Fix Bencher reporting permanently broken on pushes to main

alexeyr · claude · alexeyr · commit 26ac030c2344 · 2026-04-22T10:49:19.000+03:00
The benchmark workflow passed --start-point main --start-point-hash
&lt;github.event.before&gt; for push-to-main events. Since main IS the
base branch, Bencher tried to look up a version of main at the
"before" hash — which often didn't exist (e.g., docs-only commits
skipped by paths-ignore). This caused a 404, the report was never
stored, and subsequent pushes also failed because their "before" hash
was also missing.
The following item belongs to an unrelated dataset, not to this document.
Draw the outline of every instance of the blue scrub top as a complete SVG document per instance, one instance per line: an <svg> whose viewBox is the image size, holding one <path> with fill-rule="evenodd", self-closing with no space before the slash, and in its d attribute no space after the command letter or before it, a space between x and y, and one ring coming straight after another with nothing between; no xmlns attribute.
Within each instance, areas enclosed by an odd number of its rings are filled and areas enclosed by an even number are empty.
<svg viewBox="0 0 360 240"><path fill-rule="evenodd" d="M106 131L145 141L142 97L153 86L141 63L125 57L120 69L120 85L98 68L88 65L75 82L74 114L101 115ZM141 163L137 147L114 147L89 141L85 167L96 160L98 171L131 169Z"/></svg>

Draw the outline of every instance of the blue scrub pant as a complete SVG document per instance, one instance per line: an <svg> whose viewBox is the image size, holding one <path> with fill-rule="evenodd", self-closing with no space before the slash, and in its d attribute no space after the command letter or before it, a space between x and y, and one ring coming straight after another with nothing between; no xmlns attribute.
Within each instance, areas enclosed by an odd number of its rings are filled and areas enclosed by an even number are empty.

This cascading failure meant no main data was
stored after the first version (Jan 18).

Fix: don't pass --start-point args for pushes to main (thresholds are
defined inline via --threshold-* args). For PRs/dispatch where the
start-point hash may be missing, retry without --start-point-hash so
the report still gets stored using the latest available baseline.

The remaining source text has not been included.